# Tony Bourdain's Tartiflette



## shel (Dec 20, 2006)

Apparently Tony Bourdain has a good recipe for tartiflette in his Les Halles cookbook, which I don't have. Does anyone have that recipe, or a pointer to a site/URL for it. I'd love to compare it to the ones I have and finally try to make the dish.

Shel


----------



## mezzaluna (Aug 29, 2000)

I just had to look that up, Shel. I don't recall hearing of that dish before. 
Tartiflette - Wikipedia, the free encyclopedia


----------



## shel (Dec 20, 2006)

Hi Mezz,

I'd not heard of it until recently. My dear friend Chrissy lived in France for a while and that's where she discovered it. She said that she liked it so much that she ate it frequently, even throughout the summer. A hearty dish like this is usually considered a fall or winter meal.

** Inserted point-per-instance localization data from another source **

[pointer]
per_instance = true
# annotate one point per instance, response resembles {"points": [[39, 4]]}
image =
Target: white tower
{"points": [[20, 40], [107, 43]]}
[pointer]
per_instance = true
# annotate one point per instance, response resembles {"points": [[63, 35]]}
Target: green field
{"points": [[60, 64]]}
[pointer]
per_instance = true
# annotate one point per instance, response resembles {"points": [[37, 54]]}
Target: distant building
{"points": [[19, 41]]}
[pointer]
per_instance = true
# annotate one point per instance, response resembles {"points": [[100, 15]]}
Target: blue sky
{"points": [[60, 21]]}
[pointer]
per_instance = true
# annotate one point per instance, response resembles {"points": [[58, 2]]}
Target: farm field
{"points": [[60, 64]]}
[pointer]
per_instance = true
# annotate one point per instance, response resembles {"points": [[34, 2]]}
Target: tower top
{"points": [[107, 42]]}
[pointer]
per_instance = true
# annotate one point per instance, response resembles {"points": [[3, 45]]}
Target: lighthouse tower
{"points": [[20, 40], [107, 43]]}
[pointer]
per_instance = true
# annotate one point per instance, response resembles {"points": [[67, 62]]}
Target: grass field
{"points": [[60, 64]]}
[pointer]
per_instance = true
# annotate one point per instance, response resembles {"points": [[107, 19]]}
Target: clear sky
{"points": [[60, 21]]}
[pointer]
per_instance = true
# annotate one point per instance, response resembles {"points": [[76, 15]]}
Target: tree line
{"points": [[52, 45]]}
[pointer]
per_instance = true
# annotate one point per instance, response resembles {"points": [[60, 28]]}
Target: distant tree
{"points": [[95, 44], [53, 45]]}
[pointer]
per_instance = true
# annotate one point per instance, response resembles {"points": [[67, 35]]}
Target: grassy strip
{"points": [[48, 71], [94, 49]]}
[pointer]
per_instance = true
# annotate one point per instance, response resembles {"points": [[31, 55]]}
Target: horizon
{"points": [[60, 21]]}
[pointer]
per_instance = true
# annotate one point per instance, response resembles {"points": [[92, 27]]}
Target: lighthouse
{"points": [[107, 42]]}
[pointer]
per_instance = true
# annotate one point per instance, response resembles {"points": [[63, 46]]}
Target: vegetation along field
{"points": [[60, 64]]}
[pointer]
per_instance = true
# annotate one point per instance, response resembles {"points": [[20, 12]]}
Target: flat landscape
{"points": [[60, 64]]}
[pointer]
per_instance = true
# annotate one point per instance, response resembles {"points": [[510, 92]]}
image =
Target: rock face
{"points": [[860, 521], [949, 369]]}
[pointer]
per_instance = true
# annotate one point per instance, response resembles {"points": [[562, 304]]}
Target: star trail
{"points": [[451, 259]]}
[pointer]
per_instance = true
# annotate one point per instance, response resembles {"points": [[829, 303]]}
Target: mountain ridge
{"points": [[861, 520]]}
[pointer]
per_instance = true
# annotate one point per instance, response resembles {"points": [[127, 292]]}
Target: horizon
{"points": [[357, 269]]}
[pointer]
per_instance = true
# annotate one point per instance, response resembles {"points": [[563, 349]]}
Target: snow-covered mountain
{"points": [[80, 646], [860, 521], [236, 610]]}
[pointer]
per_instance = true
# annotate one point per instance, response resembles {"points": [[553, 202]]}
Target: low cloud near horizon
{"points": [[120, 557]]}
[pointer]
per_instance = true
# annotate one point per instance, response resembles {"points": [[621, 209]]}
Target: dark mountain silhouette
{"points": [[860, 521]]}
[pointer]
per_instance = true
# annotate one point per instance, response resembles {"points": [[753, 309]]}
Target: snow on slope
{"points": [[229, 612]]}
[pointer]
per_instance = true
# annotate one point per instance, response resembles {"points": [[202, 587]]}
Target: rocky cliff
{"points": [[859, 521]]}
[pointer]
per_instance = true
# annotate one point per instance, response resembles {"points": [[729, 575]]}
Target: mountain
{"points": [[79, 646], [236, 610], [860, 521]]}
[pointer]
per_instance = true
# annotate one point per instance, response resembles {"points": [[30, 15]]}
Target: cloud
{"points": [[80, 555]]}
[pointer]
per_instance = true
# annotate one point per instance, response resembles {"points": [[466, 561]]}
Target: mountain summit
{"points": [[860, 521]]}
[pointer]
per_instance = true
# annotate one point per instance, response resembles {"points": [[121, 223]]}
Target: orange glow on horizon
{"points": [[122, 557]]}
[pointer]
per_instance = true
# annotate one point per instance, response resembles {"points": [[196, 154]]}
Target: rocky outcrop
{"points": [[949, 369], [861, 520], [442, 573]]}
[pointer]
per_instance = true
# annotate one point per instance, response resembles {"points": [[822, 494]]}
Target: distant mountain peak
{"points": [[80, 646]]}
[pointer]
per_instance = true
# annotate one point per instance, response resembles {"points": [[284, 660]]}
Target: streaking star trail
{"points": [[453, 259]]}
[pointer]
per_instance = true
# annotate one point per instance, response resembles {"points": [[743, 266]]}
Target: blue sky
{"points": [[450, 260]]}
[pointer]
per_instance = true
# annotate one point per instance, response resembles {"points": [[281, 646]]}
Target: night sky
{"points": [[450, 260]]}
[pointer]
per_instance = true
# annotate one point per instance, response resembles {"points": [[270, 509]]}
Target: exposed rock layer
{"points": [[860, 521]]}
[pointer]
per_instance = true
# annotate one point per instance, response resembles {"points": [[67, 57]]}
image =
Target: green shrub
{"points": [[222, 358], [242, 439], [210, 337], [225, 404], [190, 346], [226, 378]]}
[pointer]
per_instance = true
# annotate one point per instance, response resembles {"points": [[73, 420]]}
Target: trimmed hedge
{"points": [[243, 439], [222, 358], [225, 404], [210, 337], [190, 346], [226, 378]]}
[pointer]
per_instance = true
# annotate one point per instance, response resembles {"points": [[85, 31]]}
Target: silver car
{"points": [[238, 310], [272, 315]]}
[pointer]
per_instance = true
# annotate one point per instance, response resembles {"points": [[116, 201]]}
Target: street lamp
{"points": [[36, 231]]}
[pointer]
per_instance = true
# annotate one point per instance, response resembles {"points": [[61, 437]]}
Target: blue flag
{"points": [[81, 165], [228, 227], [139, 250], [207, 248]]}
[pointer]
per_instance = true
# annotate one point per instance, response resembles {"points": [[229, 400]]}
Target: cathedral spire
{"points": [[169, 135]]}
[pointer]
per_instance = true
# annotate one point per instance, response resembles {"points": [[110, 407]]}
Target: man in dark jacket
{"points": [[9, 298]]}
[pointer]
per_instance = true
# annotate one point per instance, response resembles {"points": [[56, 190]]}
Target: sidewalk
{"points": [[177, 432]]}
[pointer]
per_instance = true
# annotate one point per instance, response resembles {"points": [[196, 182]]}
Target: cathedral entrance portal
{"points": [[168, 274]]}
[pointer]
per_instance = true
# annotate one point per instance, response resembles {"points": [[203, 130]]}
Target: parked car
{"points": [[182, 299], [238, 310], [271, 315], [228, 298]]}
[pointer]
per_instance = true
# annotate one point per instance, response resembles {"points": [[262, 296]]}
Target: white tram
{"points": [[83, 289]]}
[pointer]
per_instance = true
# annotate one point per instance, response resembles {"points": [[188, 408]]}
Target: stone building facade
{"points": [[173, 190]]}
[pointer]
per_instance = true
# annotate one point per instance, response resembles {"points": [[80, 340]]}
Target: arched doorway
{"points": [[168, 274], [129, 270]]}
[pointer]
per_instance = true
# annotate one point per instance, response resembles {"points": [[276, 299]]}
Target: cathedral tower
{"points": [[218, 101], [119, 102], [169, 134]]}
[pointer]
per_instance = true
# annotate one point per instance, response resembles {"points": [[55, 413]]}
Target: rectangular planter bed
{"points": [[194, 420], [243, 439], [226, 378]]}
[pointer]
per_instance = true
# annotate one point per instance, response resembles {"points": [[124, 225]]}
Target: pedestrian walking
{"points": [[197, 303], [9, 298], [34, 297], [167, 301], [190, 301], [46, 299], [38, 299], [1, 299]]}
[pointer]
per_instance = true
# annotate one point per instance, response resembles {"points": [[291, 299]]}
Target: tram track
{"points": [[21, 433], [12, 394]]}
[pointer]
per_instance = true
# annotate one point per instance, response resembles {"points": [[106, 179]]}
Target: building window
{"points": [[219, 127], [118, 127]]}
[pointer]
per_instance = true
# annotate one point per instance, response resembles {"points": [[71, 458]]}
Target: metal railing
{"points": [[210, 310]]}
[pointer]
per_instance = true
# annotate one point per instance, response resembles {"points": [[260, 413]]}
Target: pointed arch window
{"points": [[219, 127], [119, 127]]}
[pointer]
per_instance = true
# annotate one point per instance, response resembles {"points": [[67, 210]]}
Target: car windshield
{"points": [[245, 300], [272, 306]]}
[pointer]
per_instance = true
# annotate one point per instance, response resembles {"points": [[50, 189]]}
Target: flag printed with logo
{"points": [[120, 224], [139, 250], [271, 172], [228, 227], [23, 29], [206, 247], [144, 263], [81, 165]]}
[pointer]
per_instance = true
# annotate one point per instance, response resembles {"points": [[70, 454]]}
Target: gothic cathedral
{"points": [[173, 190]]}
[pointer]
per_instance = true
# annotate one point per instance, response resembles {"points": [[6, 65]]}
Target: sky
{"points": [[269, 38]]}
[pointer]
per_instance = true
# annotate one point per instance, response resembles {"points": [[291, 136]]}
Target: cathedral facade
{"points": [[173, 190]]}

Chrissy sent me this link, which is the one that got me in interested in finding more recipes and ideas before making it myself.

Tartiflette

As it turned out, I had a recipe for the dish on my compter that I got back in the early 90s. Now that fall is here, it would be nice to try making it. The reason I want Bourdain's recipe is that I read he using an ingredient or two that's not in any of the (six) recipes I now have.

Shel


----------



## shel (Dec 20, 2006)

Found this over @ eGullet this morning:

eG Forums -> Tartiflette

Shel


----------